Don’t call the undertaker yet, but we may be circling the drain.

Because there are very few “serious men” left. They’re either on the side of the rot, or they’re too weak to fight it, or they’ve given themselves over to a level of reality detachment so severe, calling it cultish isn’t extreme enough.

When I used to do film production, I worked with a few Scientologists. They were nowhere near as far gone as MAGAs.

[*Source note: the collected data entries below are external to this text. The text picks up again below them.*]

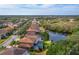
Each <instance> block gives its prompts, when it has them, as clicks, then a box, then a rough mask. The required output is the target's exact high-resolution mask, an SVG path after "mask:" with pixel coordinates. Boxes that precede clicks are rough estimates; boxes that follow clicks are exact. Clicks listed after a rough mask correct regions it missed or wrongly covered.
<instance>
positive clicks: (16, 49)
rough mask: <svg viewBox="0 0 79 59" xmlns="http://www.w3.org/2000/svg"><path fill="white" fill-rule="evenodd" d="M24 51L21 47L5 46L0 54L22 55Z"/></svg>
mask: <svg viewBox="0 0 79 59" xmlns="http://www.w3.org/2000/svg"><path fill="white" fill-rule="evenodd" d="M25 51H26V50H25V49H22V48H6V49H5V51H3V52H2V53H1V54H0V55H22V54H23V53H24V52H25Z"/></svg>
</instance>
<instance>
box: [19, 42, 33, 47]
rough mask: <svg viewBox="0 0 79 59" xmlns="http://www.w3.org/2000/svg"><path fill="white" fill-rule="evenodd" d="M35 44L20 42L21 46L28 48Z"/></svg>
mask: <svg viewBox="0 0 79 59" xmlns="http://www.w3.org/2000/svg"><path fill="white" fill-rule="evenodd" d="M32 46H33V44H23V43H22V44H19V47H27V48H31V47H32Z"/></svg>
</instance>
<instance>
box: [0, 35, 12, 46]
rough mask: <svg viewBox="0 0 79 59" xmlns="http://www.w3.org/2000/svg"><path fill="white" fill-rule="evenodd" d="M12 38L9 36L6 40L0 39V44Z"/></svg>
mask: <svg viewBox="0 0 79 59" xmlns="http://www.w3.org/2000/svg"><path fill="white" fill-rule="evenodd" d="M11 37H12V35H11V36H9V37H8V38H6V39H0V44H2V43H3V42H4V41H6V40H8V39H10V38H11Z"/></svg>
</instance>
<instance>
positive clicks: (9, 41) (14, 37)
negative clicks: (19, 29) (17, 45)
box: [1, 35, 17, 47]
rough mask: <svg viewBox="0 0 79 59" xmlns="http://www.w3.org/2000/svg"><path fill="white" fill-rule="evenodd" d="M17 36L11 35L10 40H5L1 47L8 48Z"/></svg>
mask: <svg viewBox="0 0 79 59" xmlns="http://www.w3.org/2000/svg"><path fill="white" fill-rule="evenodd" d="M16 38H17V36H15V35H13V36H12V37H11V38H10V39H8V40H6V41H5V42H3V43H2V44H1V45H2V46H4V47H6V46H8V45H9V44H10V43H11V42H12V41H13V40H16Z"/></svg>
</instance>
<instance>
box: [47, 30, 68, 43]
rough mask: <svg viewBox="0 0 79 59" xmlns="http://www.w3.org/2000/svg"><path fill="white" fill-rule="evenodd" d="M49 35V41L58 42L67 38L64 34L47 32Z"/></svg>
mask: <svg viewBox="0 0 79 59" xmlns="http://www.w3.org/2000/svg"><path fill="white" fill-rule="evenodd" d="M48 34H49V40H51V41H54V42H56V41H58V40H61V39H62V40H64V39H65V37H66V36H67V35H66V34H61V33H57V32H52V31H48Z"/></svg>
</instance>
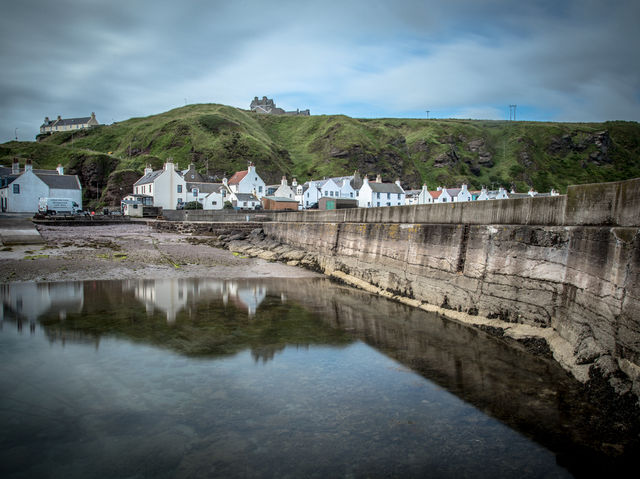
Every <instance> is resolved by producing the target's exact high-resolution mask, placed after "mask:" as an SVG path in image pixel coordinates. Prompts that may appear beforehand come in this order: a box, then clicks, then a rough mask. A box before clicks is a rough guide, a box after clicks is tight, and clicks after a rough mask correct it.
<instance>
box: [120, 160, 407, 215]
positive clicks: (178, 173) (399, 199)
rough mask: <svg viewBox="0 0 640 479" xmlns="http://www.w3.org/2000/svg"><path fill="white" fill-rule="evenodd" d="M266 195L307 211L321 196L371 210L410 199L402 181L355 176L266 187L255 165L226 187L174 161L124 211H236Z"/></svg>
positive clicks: (148, 177) (142, 188) (144, 189)
mask: <svg viewBox="0 0 640 479" xmlns="http://www.w3.org/2000/svg"><path fill="white" fill-rule="evenodd" d="M265 196H267V197H270V198H277V199H280V200H295V201H296V202H297V203H298V204H299V208H300V209H303V208H309V207H313V206H315V205H317V204H318V201H319V200H320V198H322V197H323V196H324V197H331V198H351V199H354V200H357V202H358V206H360V207H373V206H400V205H404V204H405V196H406V195H405V192H404V190H403V189H402V186H401V185H400V182H399V181H396V182H395V183H382V181H381V179H380V177H379V176H378V178H377V180H376V182H369V181H368V179H367V178H365V179H364V180H360V178H359V176H358V174H357V173H355V174H354V175H353V176H345V177H340V178H329V179H323V180H318V181H308V182H306V183H304V184H298V183H297V181H296V180H295V178H294V179H293V181H292V184H291V186H289V184H288V182H287V179H286V177H283V178H282V182H281V183H280V185H272V186H267V185H266V184H265V182H264V180H263V179H262V178H261V177H260V175H259V174H258V173H257V172H256V168H255V166H254V165H253V164H250V165H249V167H248V168H247V169H246V170H244V171H238V172H236V173H235V174H234V175H233V176H232V177H231V178H229V179H228V180H227V179H226V178H225V179H223V180H222V183H211V182H207V181H206V180H205V178H204V177H203V176H202V175H201V174H200V173H198V172H197V171H196V169H195V165H193V164H191V165H189V169H187V170H184V171H180V170H177V169H176V168H175V165H174V163H173V162H172V161H167V162H166V163H165V165H164V167H163V169H161V170H156V171H153V170H152V169H151V168H149V167H147V168H146V169H145V171H144V176H143V177H142V178H140V179H139V180H138V181H137V182H136V183H135V184H134V185H133V194H132V195H129V196H127V197H125V198H124V199H123V207H124V208H125V210H126V209H127V208H128V207H129V205H132V204H147V205H150V206H160V207H162V208H164V209H176V208H177V209H181V208H183V207H184V205H185V204H186V203H189V202H192V201H197V202H199V203H200V204H201V205H202V207H203V209H206V210H216V209H222V208H224V203H225V202H227V201H228V202H230V203H231V204H232V206H233V207H234V208H235V209H256V208H258V207H259V206H260V205H261V199H262V198H263V197H265ZM125 212H126V211H125Z"/></svg>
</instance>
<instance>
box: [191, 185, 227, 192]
mask: <svg viewBox="0 0 640 479" xmlns="http://www.w3.org/2000/svg"><path fill="white" fill-rule="evenodd" d="M193 188H198V191H199V192H200V193H207V194H210V193H220V191H221V190H223V189H225V187H224V185H223V184H222V183H201V182H187V190H188V191H191V190H192V189H193Z"/></svg>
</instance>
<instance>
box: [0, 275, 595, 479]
mask: <svg viewBox="0 0 640 479" xmlns="http://www.w3.org/2000/svg"><path fill="white" fill-rule="evenodd" d="M0 288H1V289H0V296H1V297H2V301H3V314H2V322H1V325H2V329H1V330H0V393H1V397H0V425H1V427H0V475H1V476H2V477H4V478H13V477H56V478H57V477H60V478H73V477H79V478H86V477H127V478H138V477H140V478H141V477H154V478H156V477H157V478H162V477H185V478H187V477H189V478H191V477H279V478H286V477H291V478H300V477H322V478H324V477H474V478H476V477H518V478H522V477H567V476H570V475H571V474H576V473H579V472H580V467H578V466H576V464H579V463H581V461H582V460H583V459H584V457H583V455H584V456H588V455H589V452H588V449H589V447H590V444H589V439H585V437H587V436H588V435H589V431H588V429H585V428H584V427H582V426H583V423H584V422H585V421H584V417H585V416H586V415H588V414H591V413H592V411H589V405H588V404H582V403H580V398H579V395H578V393H577V392H576V391H577V389H576V383H575V382H574V381H572V380H571V379H570V378H568V377H567V375H566V374H565V373H564V372H563V371H561V370H560V369H559V368H558V367H556V366H555V365H554V364H553V363H551V362H549V361H546V360H543V359H540V358H536V357H533V356H531V355H529V354H528V353H527V352H526V351H524V350H523V349H518V348H515V349H514V348H513V347H508V346H506V345H505V344H504V343H503V342H502V341H500V340H498V339H496V338H493V337H489V336H486V335H485V334H483V333H482V332H480V331H476V330H471V329H468V328H465V327H462V326H460V325H458V324H456V323H453V322H449V321H447V320H444V319H442V318H440V317H437V316H435V315H429V314H427V313H424V312H421V311H415V310H412V309H409V308H406V307H403V306H402V305H398V304H395V303H392V302H389V301H386V300H383V299H381V298H376V297H372V296H370V295H367V294H364V293H361V292H357V291H353V290H351V289H347V288H342V287H339V286H336V285H333V284H331V283H329V282H327V281H326V280H322V279H320V280H295V281H292V280H284V281H283V280H278V281H275V280H273V281H221V280H210V279H207V280H160V281H150V280H146V281H141V280H140V281H139V280H135V281H122V282H121V281H108V282H84V283H80V282H78V283H43V284H35V283H17V284H9V285H0ZM596 442H597V440H596ZM585 451H586V453H585Z"/></svg>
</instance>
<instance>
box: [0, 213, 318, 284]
mask: <svg viewBox="0 0 640 479" xmlns="http://www.w3.org/2000/svg"><path fill="white" fill-rule="evenodd" d="M38 230H39V231H40V234H41V235H42V237H43V238H44V240H45V242H46V243H45V244H44V245H27V246H12V247H5V248H2V250H1V251H0V264H1V265H2V267H1V268H0V282H2V283H7V282H11V281H68V280H93V279H132V278H156V279H157V278H169V277H171V278H175V277H181V278H186V277H189V278H195V277H200V278H206V277H216V278H223V279H230V278H264V277H280V278H302V277H313V276H316V274H315V273H312V272H310V271H307V270H304V269H301V268H295V267H292V266H287V265H284V264H281V263H273V262H269V261H265V260H263V259H259V258H248V257H244V256H242V255H234V254H233V253H231V252H229V251H227V250H222V249H218V248H215V247H213V246H211V244H212V241H211V238H210V237H206V236H190V235H179V234H175V233H159V232H156V231H154V230H153V229H151V228H150V227H149V226H147V225H145V224H140V223H136V224H122V225H109V226H74V227H64V226H38Z"/></svg>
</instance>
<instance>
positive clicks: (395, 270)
mask: <svg viewBox="0 0 640 479" xmlns="http://www.w3.org/2000/svg"><path fill="white" fill-rule="evenodd" d="M332 220H333V221H332ZM639 225H640V180H631V181H626V182H619V183H607V184H603V185H583V186H574V187H570V188H569V192H568V194H567V195H566V196H559V197H551V198H530V199H523V200H511V201H491V202H484V203H479V202H478V203H460V204H449V205H446V204H444V205H424V206H418V207H397V208H373V209H357V210H341V211H322V212H305V213H297V214H296V213H294V214H287V215H285V216H280V217H279V218H278V219H277V220H276V221H273V222H268V223H264V224H263V230H264V233H265V235H266V238H267V239H268V240H272V241H274V242H275V243H276V244H281V245H287V246H289V247H291V248H294V249H298V250H300V251H304V252H313V253H315V261H316V263H317V269H319V270H320V271H322V272H324V273H325V274H328V275H333V276H336V277H339V278H342V279H345V278H346V280H347V281H348V282H349V281H350V282H352V283H353V284H359V285H360V286H361V285H362V284H365V285H371V286H373V287H374V289H377V290H380V291H383V292H386V293H389V294H390V295H393V296H395V297H396V298H407V299H410V300H412V301H414V303H415V304H428V305H433V306H435V307H440V308H444V309H445V310H450V311H459V312H461V313H466V315H468V316H469V315H470V316H477V317H479V318H489V319H495V320H497V321H498V322H499V323H502V324H505V325H508V324H514V323H515V324H523V325H529V326H533V327H535V328H539V329H546V330H548V331H552V332H553V334H555V335H557V336H558V337H559V338H560V339H561V340H562V341H564V343H566V345H568V346H569V348H570V352H569V353H570V354H568V355H567V354H566V352H565V354H564V356H563V357H562V360H561V362H563V363H564V365H565V366H567V367H568V369H571V370H572V372H573V373H574V374H575V375H576V376H577V377H579V378H580V379H582V380H586V379H587V378H588V374H589V369H590V366H591V365H596V366H598V367H599V368H600V369H602V370H603V371H605V372H608V374H610V375H612V376H611V377H612V380H614V381H615V380H616V377H617V376H615V374H617V373H618V372H620V371H623V372H624V373H625V375H626V376H627V379H630V380H631V382H628V381H627V382H625V384H627V385H629V384H632V385H633V386H632V387H633V388H634V392H635V393H636V395H638V396H640V234H639V232H640V228H639ZM285 259H286V258H285ZM558 353H559V354H558V356H562V354H561V353H560V352H558ZM614 371H617V372H616V373H615V374H614ZM618 386H619V388H620V389H624V388H625V387H627V386H622V383H620V384H619V385H618Z"/></svg>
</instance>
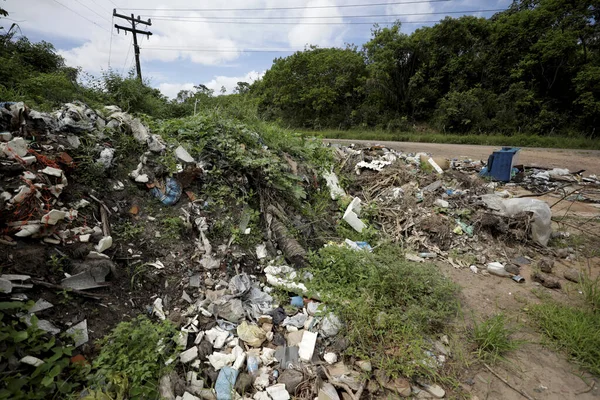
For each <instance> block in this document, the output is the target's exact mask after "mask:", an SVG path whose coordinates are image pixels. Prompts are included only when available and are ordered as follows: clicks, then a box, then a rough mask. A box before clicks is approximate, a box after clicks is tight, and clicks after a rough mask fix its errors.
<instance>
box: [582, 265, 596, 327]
mask: <svg viewBox="0 0 600 400" xmlns="http://www.w3.org/2000/svg"><path fill="white" fill-rule="evenodd" d="M580 277H581V278H580V279H581V280H580V282H579V285H578V286H579V290H581V293H582V294H583V298H584V301H585V303H586V304H587V305H588V307H589V308H590V310H591V312H592V313H595V314H596V315H597V316H598V318H600V276H597V277H596V279H592V278H591V277H590V276H589V274H588V273H587V272H583V273H581V274H580Z"/></svg>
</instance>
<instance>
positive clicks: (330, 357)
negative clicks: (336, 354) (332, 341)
mask: <svg viewBox="0 0 600 400" xmlns="http://www.w3.org/2000/svg"><path fill="white" fill-rule="evenodd" d="M323 359H324V360H325V361H326V362H327V364H329V365H331V364H335V363H336V362H337V355H336V354H335V353H325V355H324V356H323Z"/></svg>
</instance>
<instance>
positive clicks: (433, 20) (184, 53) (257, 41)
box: [3, 0, 511, 97]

Even putting the MAGAs aside, and Lord how I wish that could be done nonfiguratively, I don’t hold much hope for the other supposed “rot-fighters” on the right. Certainly, the GOP establishment will be as useless as ever. As I said a few weeks ago, they’ll always be attentive to pro-life, because pro-lifers want only attention, not electoral victories. But beyond that, the GOP has become remarkably good at jumping on every new bullshit-wagon (blacks are magic, white is bad, men are women).

And Tuck? Freed from Fox’s corporate lawyers, expect him to devote even more time to his favorite big-picture conspiracies. World War III! The CIA killed Kennedy(s)! J6 was a fed setup! Small issues bore Tuck; he wants to be Antony Sutton, telling you tall fanciful tales so that as the rot advances you won’t be able to stop it but at least you can smugly snort, “I know the hidden cause of this!”

And the rest of the right’s leading lights? The ones who threw me under the bus ten years ago because MSNBC called me a hatemonger? How long do you think they’ll resist the daily lectures of “Your words are killing trans kids” and the daily pressure to “Stop committing genocide”? Most high-profile rightists long ago caved on the race issue, and I’ll make a prediction: Four years from now…maybe less…those same weaklings will be claiming that the Democrats are the real transphobes.

Mark my words; they’ll fold.

The fight’s just too damn hard.

I’m not being sarcastic; it really is. And every passing day makes it harder.

And the right doesn’t have enough people up to the task, and too many people actively shirking it.

Take heart; there’ll be no nuclear holocaust.

But America will mutate, all the same.